I'm building a simple scanner. Suppose I have the following tokens defined for my language:
!, !=, !==, <, <<, {
Now I can specify them using regular expressions, so:
!=?=? | { | <<?
Then I used http://hackingoff.com to build NFA and DFA. Each machine now can determine if the input is in the language of regexp or not. But my program is a sequence of tokens, not one token:
!!=!<!==<<!{
My question is how I should use the machines to parse the string into tokens? I'm interested in the approach rather then implementation.
The most common rule is "maximal munch", which always selects the longest possible token.
In general, the algorithm to scan a single token using a DFA is as follows: (To tokenise an input, this algorithm is repeated until the end of the input is reached, with each scan starting at the input cursor left by the previous scan.)
Set the DFA state to the start state. Then, for each input character in sequence:
if the DFA has a transition on the character, move to the iindicated state. If that state is an accepting state, record the current input cursor and the state number.
otherwise, rewind the input to the last recorded accept position and return the recorded state number.

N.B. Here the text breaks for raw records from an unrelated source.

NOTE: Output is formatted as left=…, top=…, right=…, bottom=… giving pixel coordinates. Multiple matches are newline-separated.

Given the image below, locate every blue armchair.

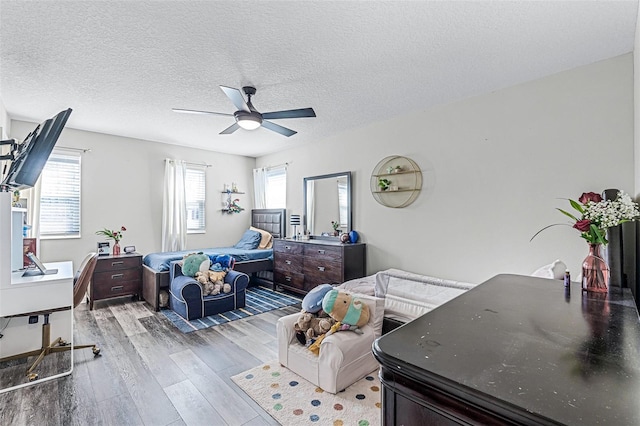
left=169, top=261, right=249, bottom=321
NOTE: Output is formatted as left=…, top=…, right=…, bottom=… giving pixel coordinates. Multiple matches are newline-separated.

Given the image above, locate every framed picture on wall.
left=98, top=241, right=109, bottom=256
left=22, top=238, right=37, bottom=268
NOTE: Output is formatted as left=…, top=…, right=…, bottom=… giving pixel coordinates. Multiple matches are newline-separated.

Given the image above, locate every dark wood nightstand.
left=89, top=253, right=142, bottom=310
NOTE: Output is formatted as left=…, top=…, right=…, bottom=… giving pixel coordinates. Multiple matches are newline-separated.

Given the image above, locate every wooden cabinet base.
left=273, top=239, right=367, bottom=294
left=89, top=253, right=142, bottom=309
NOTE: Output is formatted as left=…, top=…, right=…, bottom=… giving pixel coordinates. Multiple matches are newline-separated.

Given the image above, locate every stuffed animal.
left=302, top=284, right=333, bottom=314
left=294, top=311, right=335, bottom=343
left=209, top=254, right=236, bottom=271
left=194, top=271, right=221, bottom=296
left=182, top=253, right=211, bottom=277
left=322, top=289, right=369, bottom=327
left=207, top=271, right=231, bottom=293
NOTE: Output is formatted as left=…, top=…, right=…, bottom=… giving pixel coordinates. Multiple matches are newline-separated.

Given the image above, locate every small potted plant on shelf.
left=96, top=226, right=127, bottom=255
left=378, top=178, right=391, bottom=191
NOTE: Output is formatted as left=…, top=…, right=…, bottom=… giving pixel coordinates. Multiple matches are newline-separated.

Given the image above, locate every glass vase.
left=582, top=244, right=610, bottom=293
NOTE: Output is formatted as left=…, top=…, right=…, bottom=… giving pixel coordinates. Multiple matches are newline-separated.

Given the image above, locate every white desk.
left=0, top=261, right=73, bottom=393
left=0, top=262, right=73, bottom=317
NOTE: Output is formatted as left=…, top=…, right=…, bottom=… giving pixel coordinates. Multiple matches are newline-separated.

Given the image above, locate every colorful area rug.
left=231, top=361, right=382, bottom=426
left=161, top=287, right=302, bottom=333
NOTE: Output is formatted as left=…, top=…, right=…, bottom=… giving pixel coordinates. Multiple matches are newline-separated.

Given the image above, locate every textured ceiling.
left=0, top=0, right=638, bottom=156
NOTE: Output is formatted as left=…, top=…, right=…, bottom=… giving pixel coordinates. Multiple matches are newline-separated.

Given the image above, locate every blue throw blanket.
left=142, top=247, right=273, bottom=272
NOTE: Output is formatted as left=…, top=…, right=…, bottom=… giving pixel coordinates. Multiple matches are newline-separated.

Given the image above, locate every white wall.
left=257, top=54, right=634, bottom=282
left=0, top=98, right=11, bottom=139
left=11, top=121, right=255, bottom=267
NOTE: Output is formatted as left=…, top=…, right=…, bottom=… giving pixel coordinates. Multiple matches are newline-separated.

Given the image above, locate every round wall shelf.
left=370, top=155, right=422, bottom=208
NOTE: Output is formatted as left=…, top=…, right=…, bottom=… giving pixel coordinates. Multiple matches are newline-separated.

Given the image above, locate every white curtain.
left=305, top=180, right=319, bottom=235
left=162, top=159, right=187, bottom=251
left=253, top=168, right=267, bottom=209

Here, the accepting state number is used to indicate which token was encountered. In practice, it is common to associate each accepting state with a token code, because some token types will have more than one accepting state.
It is not always necessary to use the backtracking algorithm described above. In some cases, analysis of the DFA will reveal that the last accepting state was always at the immediately preceding input position. However, many languages require backtracking.

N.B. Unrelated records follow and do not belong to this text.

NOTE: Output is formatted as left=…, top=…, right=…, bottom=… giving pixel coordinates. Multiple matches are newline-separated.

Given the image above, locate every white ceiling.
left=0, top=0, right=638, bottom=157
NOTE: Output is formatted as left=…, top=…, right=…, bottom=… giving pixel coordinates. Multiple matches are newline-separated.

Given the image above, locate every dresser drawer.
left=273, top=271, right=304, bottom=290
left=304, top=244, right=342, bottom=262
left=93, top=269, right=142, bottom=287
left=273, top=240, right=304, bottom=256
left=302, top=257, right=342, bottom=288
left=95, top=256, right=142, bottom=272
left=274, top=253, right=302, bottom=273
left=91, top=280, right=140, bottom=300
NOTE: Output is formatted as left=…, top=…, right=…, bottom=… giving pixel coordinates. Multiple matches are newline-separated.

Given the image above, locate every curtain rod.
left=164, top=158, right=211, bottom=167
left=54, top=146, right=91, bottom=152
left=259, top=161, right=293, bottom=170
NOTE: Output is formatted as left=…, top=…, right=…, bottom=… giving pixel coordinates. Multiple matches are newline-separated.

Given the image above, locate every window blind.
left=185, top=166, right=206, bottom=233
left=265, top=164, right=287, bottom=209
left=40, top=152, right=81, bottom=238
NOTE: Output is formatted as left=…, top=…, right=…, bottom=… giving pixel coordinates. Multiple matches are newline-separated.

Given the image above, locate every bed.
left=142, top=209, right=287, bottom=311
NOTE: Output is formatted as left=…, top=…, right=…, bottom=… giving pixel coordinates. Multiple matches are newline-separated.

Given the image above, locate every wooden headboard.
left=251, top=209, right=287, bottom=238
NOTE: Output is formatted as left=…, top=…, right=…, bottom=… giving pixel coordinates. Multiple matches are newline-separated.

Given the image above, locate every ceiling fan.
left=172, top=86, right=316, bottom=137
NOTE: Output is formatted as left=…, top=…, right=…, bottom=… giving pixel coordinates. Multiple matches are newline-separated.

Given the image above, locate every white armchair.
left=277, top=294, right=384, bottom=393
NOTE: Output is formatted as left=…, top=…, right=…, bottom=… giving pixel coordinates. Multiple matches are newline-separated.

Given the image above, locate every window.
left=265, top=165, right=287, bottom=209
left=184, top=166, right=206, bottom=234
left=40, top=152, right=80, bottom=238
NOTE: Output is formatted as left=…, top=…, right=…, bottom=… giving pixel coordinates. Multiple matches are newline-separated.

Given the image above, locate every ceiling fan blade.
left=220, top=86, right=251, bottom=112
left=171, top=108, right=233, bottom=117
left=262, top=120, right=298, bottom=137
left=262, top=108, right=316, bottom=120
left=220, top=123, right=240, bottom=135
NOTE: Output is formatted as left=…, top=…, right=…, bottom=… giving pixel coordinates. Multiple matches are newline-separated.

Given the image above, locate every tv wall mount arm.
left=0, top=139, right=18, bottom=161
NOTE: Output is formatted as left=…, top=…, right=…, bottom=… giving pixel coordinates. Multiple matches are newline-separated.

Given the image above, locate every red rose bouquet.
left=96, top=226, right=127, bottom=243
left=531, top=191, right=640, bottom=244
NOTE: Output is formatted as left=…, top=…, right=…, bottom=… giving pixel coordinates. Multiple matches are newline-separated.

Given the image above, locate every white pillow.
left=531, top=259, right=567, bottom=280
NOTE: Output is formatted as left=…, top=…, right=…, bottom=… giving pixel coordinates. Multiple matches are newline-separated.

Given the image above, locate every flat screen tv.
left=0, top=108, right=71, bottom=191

For example, a language in which .
and ...
are both tokens but not ..
(such as C) must backtrack on input ..1
, which should be tokenised as .
, .1
. In the tokenisation of this input, the first scan will accept the first .
, continue with the second .
(which is not an accepting state) and then fail to find a transition on the input 1
. It will then report that it found a .
(the recorded accepted token) and reset the input cursor to the second character position, so that the next scan will see the token .1
.